“I think we had better try the mountain—for her sake,” answered Lynde. “We need not attempt the Mer de Glace, you know; that can be left for another day. The ascent takes only two hours, the descent half an hour less; we can easily be back in time for lunch.”
“Then let us do that.”
Lynde selected the more amiable-looking of the two mules with side-saddles, dismissed one of the guides after a brief consultation, and helped Miss Denham to mount. In attending to these preliminaries Lynde had sufficient mastery over himself not to make any indecorous betrayal of his intense satisfaction at the turn affairs had taken. Fortune had given her into his hands for five hours! She should listen this time to what he had to say, though the mountain should fall.
At a signal from Lynde the remaining guide led the way at a brisk pace through the bustling town.
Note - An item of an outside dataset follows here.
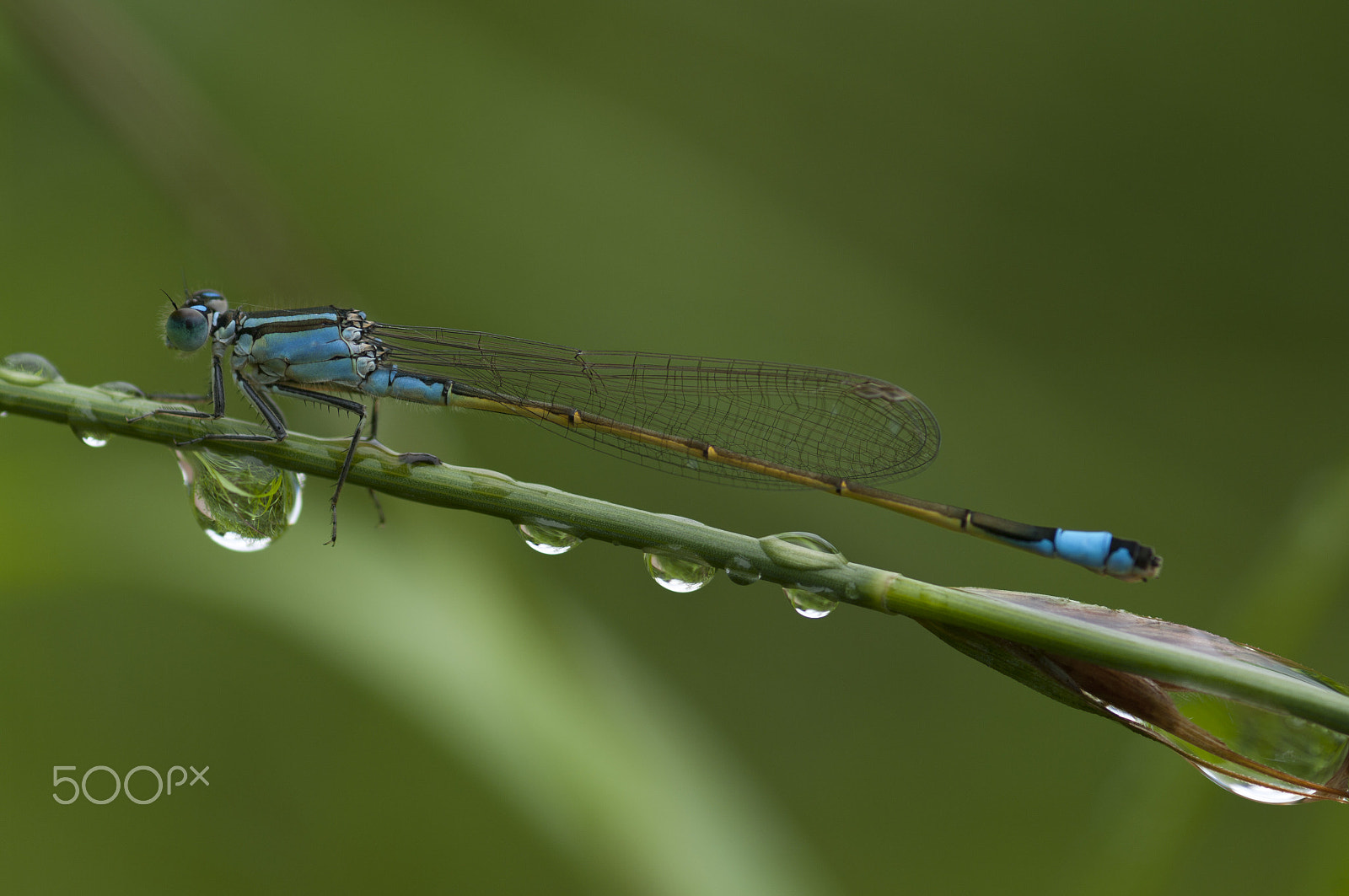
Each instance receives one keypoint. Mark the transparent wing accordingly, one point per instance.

In front of the various hotels were noisy groups of tourists about to set forth on pilgrimages, some bound for the neighboring glaciers and cascades, and others preparing for more distant and more hardy enterprises. It was a perfect Babel of voices—French, Scotch, German, Italian, and English; with notes of every sort of patois—above which the strident bass of the mules soared triumphantly at intervals. There are not many busier spots than Chamouni at early morning in the height of the season.
Our friends soon left the tumult and confusion behind them, and were skirting the pleasant meadows outside of the town. Passing by the way of the English church, they crossed to the opposite bank of the Arve, and in a few minutes gained the hamlet lying at the foot of Montanvert. Then the guide took the bridle of Miss Ruth’s mule and the ascent began. The road stretches up the mountain in a succession of zigzags with sharp turns. Here and there the path is quarried out of the begrudging solid rock; in places the terrace is several yards wide and well wooded, but for the most part it is a barren shelf with a shaggy wall rising abruptly on one hand and a steep slope descending on the other. Higher up, these slopes become quite respectable precipices. A dozen turns, which were accomplished in unbroken silence, brought the party to an altitude of several hundred feet above the level.
“I—I don’t know that I wholly like it,” said Miss Ruth, holding on to the pommel of her saddle and looking down into the valley, checkered with fields and criss-crossed with shining rivulets. “Why do the mules persist in walking on the very edge?”
“That is a trick they get from carrying panniers. You are supposed to be a pannier, and the careful animal doesn’t want to brush you off against the rocks. See this creature of mine; he has that hind hoof slipping over the precipice all the while. But he’ll not slip; he’s as sure-footed as a chamois, and has no more taste for tumbling off the cliff than you have. These mules are wonderfully intelligent. Observe how cautiously they will put foot on a loose stone, feeling all around it.”